Compliance

Paulo Constantino
Background Check
Ferramenta de prevenção na lavagem de dinheiro

A Lei (Federal) nº 9.613, de 03/03/1998 (Lei de Lavagem de Dinheiro), já alterada e atualizada pelas Leis 10.467/2002, 10.683/2003 e 10.701/2003, dispõe sobre os crimes de “lavagem” ou ocultação de bens, direitos e valores; sobre a prevenção da utilização do sistema financeiro para os ilícitos previstos na Lei; e cria o Conselho de Controle de Atividades Financeiras - COAF, entre outras providências.

Essa lei é uma resposta brasileira ao problema mundial da lavagem de dinheiro, assim como, o Background Check é uma ferramenta à disposição das empresas para a prevenção desse crime. Mas, antes de abordar esses dois aspectos, é importante explicar de forma simples e objetiva a finalidade do Conselho de Controle de Atividades Financeiras – COAF.

Conselho de Controle de Atividades Financeiras – COAF

Nos termos instituídos no artigo 14 da Lei 9.613/98, o COAF foi “criado, no âmbito do Ministério da Fazenda” com a finalidade de “disciplinar, aplicar penas administrativas, receber, examinar e identificar as ocorrências suspeitas de atividades ilícitas” também previstas na referida Lei, “sem prejuízo da competência de outros órgãos e entidades” (por exemplo: BACEN, CVM, SUSEP, SPC, entre outros).
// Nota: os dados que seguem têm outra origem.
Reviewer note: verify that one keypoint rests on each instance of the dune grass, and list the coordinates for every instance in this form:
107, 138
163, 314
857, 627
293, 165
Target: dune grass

Os parágrafos 2º e 3º do mesmo artigo determinam, respectivamente, que “o COAF deverá, ainda, coordenar e propor mecanismos de cooperação e de troca de informações que viabilizem ações rápidas e eficientes no combate à ocultação ou dissimulação de bens, direitos e valores”; e que “poderá requerer aos órgãos da Administração Pública as informações cadastrais bancárias e financeiras de pessoas envolvidas em atividades suspeitas”. E o artigo 15 ainda reforça: “O COAF comunicará às autoridades competentes para a instauração dos procedimentos cabíveis, quando concluir pela existência de crimes previstos nesta Lei, de fundados indícios de sua prática, ou de qualquer outro ilícito”.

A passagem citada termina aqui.